Pre-draft measurables
| Height | Weight | Arm length | Hand span | Wingspan | 40-yard dash | 10-yard split | 20-yard split | 20-yard shuttle | Three-cone drill | Vertical jump | Broad jump | Bench press |
| 6 ft 5+3⁄4 in (1.97 m) | 315 lb (143 kg) | 32+3⁄4 in (0.83 m) | 10 in (0.25 m) | 6 ft 7+1⁄8 in (2.01 m) | 5.17 s | 1.75 s | 2.97 s | 4.63 s | 7.58 s | 30.0 in (0.76 m) | 8 ft 10 in (2.69 m) | 27 reps |
All values from Pro Day

===Pittsburgh Steelers===
In the 2025 NFL draft, Williams went undrafted and was signed by the Pittsburgh Steelers.
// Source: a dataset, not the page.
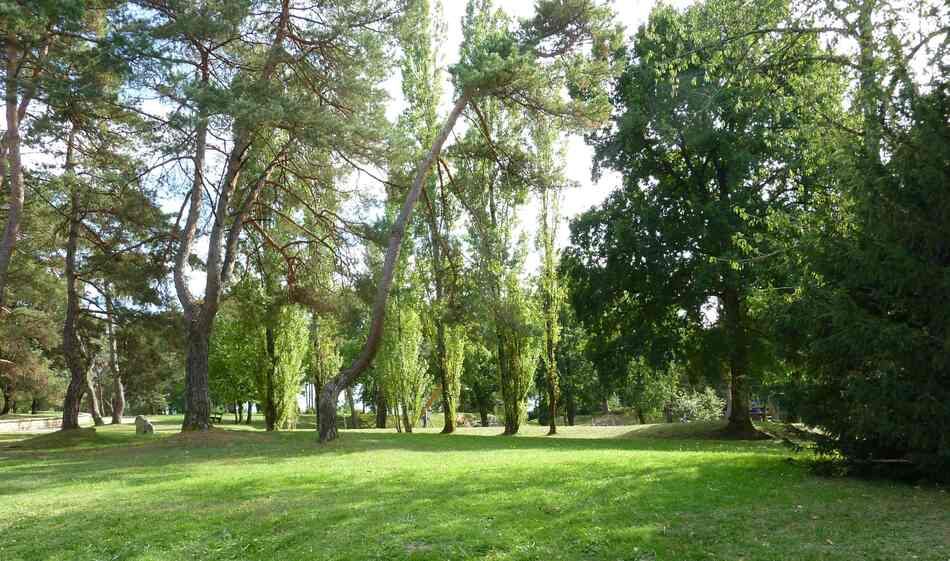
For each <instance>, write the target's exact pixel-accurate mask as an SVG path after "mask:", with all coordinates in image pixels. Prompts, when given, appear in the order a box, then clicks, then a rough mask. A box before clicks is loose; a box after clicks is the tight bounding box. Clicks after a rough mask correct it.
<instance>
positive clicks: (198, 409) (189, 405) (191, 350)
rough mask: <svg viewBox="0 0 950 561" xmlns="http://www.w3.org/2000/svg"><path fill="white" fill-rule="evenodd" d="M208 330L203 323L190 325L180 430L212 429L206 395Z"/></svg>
mask: <svg viewBox="0 0 950 561" xmlns="http://www.w3.org/2000/svg"><path fill="white" fill-rule="evenodd" d="M210 339H211V333H210V329H208V328H206V327H204V325H202V322H197V323H190V325H189V329H188V337H187V341H188V349H187V353H188V354H187V357H186V359H185V419H184V421H182V427H181V428H182V430H208V429H210V428H211V396H210V394H209V393H208V351H209V346H208V342H209V340H210Z"/></svg>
He was waived on August 25. Williams was re-signed to the practice squad on August 28 but waived on September 3.

===Carolina Panthers===
On October 1, 2025, Williams signed with the Carolina Panthers' practice squad. He was released by Carolina on October 7.

===Pittsburgh Steelers (second stint)===
On January 14, 2026, Williams signed a reserve/futures contract with the Pittsburgh Steelers. He was released by the Steelers on June 11.